For one weekend every year, the economic world turns its watchful eyes away from New York and Washington and to Jackson Hole, Wyo. This weekend, the Kansas City Federal Reserve will again host the annual Federal Reserve conference in the valley just outside Yellowstone National Park. Recent economic troubles have brought intense scrutiny to the meeting, and markets will be watching Fed Chairman Ben Bernanke's Friday morning speech particularly closely for the barest hint of future policy moves.
For those who are not Fed policy aficionados, here are some things to watch for in the news out of Jackson Hole:
No policy changes.
Despite the heavy attention given to the annual symposium, no policy is enacted there. That is a job for the Fed at its regular meetings. However, the symposium is still important for many other reasons. There is, of course, the possibility of Bernanke hinting at a new policy announcement in his remarks. But behind the scenes, plenty of consequential action also takes place. "What makes Jackson Hole a more interesting occasion than most is the fact that [Fed leaders] are all there at once together.
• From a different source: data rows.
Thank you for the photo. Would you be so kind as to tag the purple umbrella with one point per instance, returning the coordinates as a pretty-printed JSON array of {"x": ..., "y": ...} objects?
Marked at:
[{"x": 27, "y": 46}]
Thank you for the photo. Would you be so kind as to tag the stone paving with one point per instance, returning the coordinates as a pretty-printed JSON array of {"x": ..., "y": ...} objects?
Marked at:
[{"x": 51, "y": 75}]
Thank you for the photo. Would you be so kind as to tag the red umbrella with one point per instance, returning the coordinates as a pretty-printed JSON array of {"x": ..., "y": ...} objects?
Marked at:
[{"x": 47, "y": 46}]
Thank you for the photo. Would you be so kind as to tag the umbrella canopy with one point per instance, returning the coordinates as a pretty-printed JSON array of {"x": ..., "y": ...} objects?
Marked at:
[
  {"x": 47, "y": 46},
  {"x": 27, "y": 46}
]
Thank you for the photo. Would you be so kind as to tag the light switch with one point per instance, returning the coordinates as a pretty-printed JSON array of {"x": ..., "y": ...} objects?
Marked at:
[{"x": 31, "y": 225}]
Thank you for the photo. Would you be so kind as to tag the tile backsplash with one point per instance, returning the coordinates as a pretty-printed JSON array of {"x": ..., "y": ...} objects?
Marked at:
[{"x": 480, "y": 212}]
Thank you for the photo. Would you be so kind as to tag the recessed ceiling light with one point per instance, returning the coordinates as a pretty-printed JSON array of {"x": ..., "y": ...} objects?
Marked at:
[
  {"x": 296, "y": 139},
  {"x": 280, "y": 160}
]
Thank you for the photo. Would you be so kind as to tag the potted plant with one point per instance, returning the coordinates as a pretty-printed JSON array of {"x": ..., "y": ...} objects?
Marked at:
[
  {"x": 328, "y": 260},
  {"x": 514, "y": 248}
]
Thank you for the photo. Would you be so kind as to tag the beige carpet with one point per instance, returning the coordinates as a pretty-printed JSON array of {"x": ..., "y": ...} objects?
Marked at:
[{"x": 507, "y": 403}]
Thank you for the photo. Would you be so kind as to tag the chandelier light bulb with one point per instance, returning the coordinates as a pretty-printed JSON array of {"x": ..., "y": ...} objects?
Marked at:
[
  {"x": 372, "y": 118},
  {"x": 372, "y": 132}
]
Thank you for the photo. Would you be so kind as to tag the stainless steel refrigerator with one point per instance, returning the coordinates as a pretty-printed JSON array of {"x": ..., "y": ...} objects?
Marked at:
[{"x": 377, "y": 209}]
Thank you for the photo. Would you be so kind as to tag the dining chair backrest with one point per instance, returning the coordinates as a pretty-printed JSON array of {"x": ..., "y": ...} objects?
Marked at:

And so if [Bernanke] wants to do arm-twisting, if he wants to do convincing ... that's an opportunity," says Vincent Reinhart, former director of the Fed's Division of Monetary Affairs and resident scholar at the conservative American Enterprise Institute.
Plenty of room for interpretation.
In his remarks last year, Bernanke set the stage for a second round of quantitative easing, known as QE2, a policy move in which the Federal Reserve purchases treasury securities in order to increase the money supply and stimulate the economy. With that in mind, watchers will certainly be parsing Bernanke's remarks closely for inklings of groundwork on other new moves. "The important thing about the Jackson Hole speech and what to look for is a commitment by the Fed to do whatever it takes" to improve the U.S. economy, says Reinhart.
Bernanke will very likely invoke in his speech the Fed's "dual mandate": to maintain stable price levels and to maximize employment. How he "weights" those two elements can be key to understanding what policies he might favor, says Reinhart. For example, if Bernanke does not stress inflation as a threat, or if he says that deflation has re-emerged as a threat to economic growth, says Reinhart, "that's a strong signal that he believes there's scope to do more easing."
Possible hints of QE3
Indeed, the phrase on everybody's lips in advance of Jackson Hole has been QE3. When Bernanke set the stage for QE2 at Jackson Hole 2010, the economy was in need of stimulus, with unemployment at 9.6 percent and slow growth. The situation is arguably little better now, and new poor economic data, like the latest discouraging manufacturing figures, have fueled hopes on Wall Street that a third round is coming to further jumpstart the sluggish recovery.
In addition, the new fiscal belt-tightening in the United States intensifies need for loose monetary policy, says Jason Pride, director of investment strategy at investment and wealth management firm Glenmede. He believes that drastically tightened federal spending could "constrict" the economy. To counteract that, says Pride, "monetary policy needs to be balanced against that and done in a way to keep the economy from slipping into a more detrimental downward spiral." He adds, "I think there's no doubt that Bernanke's communication is going to lean on the side of easing."
...But maybe not.
Still, many analysts do not expect a new round of easing, and there are myriad reasons to believe that QE3 won't happen. Though the U.S. economy is in need of stimulus, inflation has crept higher in recent months, making pumping more money into the system less attractive. In addition, the Federal Open Market Committee, which oversees the Fed's buying and selling of treasury securities, is already showing signs of divisions, with three of the committee's 12 members having opposed the committee's recent decision to maintain low interest rates through 2013. This makes the chances of committee agreement on QE3 look shakier than ever.
Corrected on : Corrected on 08/25/11: An earlier version of this article misstated the title for Jason Pride. He is director of investment strategy.